Upieczone falafele najlepiej przechowywać w szczelnym pojemniku w lodówce do 3 dni. Warto ułożyć je w jednej warstwie i przykryć papierem do pieczenia, aby nie wilgotniały. Z mojego doświadczenia wynika, że jeśli przełożymy je dodatkowo ręcznikiem papierowym, zachowają chrupkość dłużej, ponieważ papier pochłania nadmiar wilgoci. Takie rozwiązanie sprawdza się szczególnie, gdy falafele przygotowywane są z wyprzedzeniem na lunch czy kolację.
Tak, falafele można mrozić zarówno przed upieczeniem, jak i po upieczeniu. Surową masę najlepiej uformować w kulki, ułożyć na tacy, a po zamrożeniu przełożyć do woreczków. Pieczone falafele mrozi się w podobny sposób, jednak przed ponownym podaniem warto je odgrzać w piekarniku nagrzanym do 180°C przez około 10 minut. Dzięki temu odzyskują chrupkość i smak. Unikaj odgrzewania w kuchence mikrofalowej, ponieważ falafele stają się gumowate – piekarnik daje dużo lepszy efekt.
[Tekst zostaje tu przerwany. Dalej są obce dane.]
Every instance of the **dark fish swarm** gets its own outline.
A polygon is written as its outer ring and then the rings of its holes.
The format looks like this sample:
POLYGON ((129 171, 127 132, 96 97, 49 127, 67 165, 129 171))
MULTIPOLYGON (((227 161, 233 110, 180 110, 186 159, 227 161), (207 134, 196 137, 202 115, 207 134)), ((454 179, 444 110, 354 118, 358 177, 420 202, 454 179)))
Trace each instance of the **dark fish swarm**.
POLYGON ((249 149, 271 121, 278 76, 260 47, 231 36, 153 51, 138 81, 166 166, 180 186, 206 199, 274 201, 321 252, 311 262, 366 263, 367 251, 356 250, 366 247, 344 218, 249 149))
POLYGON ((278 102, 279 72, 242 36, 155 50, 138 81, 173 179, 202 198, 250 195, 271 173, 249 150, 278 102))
Sam przepis na falafele jest naturalnie bez laktozy, ponieważ nie zawiera nabiału. Wystarczy upewnić się, że dodatki takie jak sosy czy jogurty do podania również są bezmleczne (np. sos tahini, hummus, jogurt kokosowy). Jeśli chodzi o gluten, wystarczy użyć mąki ryżowej, kukurydzianej lub z ciecierzycy zamiast pszennej. To sprawdzony sposób, który stosuję przygotowując falafele dla osób z nietolerancją glutenu – struktura i smak pozostają bez zmian, a danie jest w pełni bezpieczne dla alergików.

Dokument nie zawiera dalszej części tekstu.